Tag Archives: python

Python Error-Handling: Follow-up to Temporary Files

This post is a follow-up to this previous blog post.

On the new Windows 10 computers at Skidmore, I ran into the issue when running python in which temporary files disrupt the execution of my scripts. An example of a suspected temporary file is “C:\Users\jgerard\Desktop\Important2\~$LYP-D_root1.gjf.out”. However, when I select “View Hidden Files” in my directory, no such file appears. As a last resort, I have my script search for temporary files:

if "$" in file_name:

and break if True. This adjustment allowed the successful run of the script. However, it is less than elegant, and the script could run into issues if any of my output files were to include a “$” in their file name.

Leave a Comment

Filed under programming

Python Error Handling: Temporary Files and Skipping Failed Jobs

In my scripts that analyze all Gaussian output files in a directory, I use glob to get all the files into a list. The relevant script is as follows:

import glob

#get a folder to search through
folder_location = get_folder_location()

#gets filepaths for everything in the specified folder ending with .LOG or .out
search_str_log = folder_location + "*.LOG"
search_str_out = folder_location + "*.out"

file_paths_log = glob.glob(search_str_log)
file_paths_out = glob.glob(search_str_out)

file_paths = file_paths_log + file_paths_out

I have been editing and testing output files within the directory, and my script has mistakenly read their temporary Word files as .out files. I needed to make those temporary files visible (see this link for instructions on how to do that). Then I deleted the temporary files, so they would not be read as extra files.

 

I wanted my script to skip files that had in error termination in Gaussian, so I needed to search the output files for the string “Error termination”. Since I was reading output files with .readlines(), as a list of lines (strings), I decided to recombine the list of strings into one string as follows:

#reads the file as a list of its lines of text
content_lines = current_file.readlines()

combined = '\t'.join(content_lines)

if "Error termination" in combined:
    print file_name + " skipped because of error termination
    in Gaussian."

else:
    #analyze file

Another option would have been to use .read() in addition to .readlines() for a different variable content, but that would set the cursor to the end of the file, and I would need to write current_file.seek(0) to reset the cursor to the beginning of the file. (See this post for more information about this issue.) Using the .join() command was a simpler way of getting the text file as a string, without having to set the cursor back.

2 Comments

Filed under programming

Python: Error Handling

One part of my updates to my Python script has been to manage what the script does in the case of incomplete output files. I have developed ways of circumventing a couple of issues, which include missing or different nstates values and incomplete files.

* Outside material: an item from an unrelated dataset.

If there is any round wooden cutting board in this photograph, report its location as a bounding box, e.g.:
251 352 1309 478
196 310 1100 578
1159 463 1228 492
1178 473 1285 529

To get the number of states, I use a function to find the route line, and then I use a regular expression to extract the nstates value. The function that I use to find the route line can be seen in a previous post.

I use a simple regular expression to find the nstates value from the route line: nstatesRegex = re.compile(r"nstates=(\d*)")

An example of a route line, which the find_parameters function extracts, is as follows: # td=(nstates=6) cam-b3lyp/6-31+g(d) geom=connectivity

I use nstatesRegex to get the nstates value from that line, but sometimes the nstates value does not appear in the route line. My script does not work properly if the nstates is not specified in the route line of an output file. For now, my code just prints a message specifying any files that do not include an nstates value in the route line.

If an nstates value is different from the other nstates values, I need to compensate for missing values in the list that contains all the relevant data. I first loop through all the files to get the largest_nstates value. In the second loop of all the files in which I append the relevant data to the master_results list, I do the following after I append the energy values:

for x in xrange(nstates, largest_nstates):
      EE_lst.append(" ")
      abs_EE_lst.append(" ")
      osc_lst.append(" ")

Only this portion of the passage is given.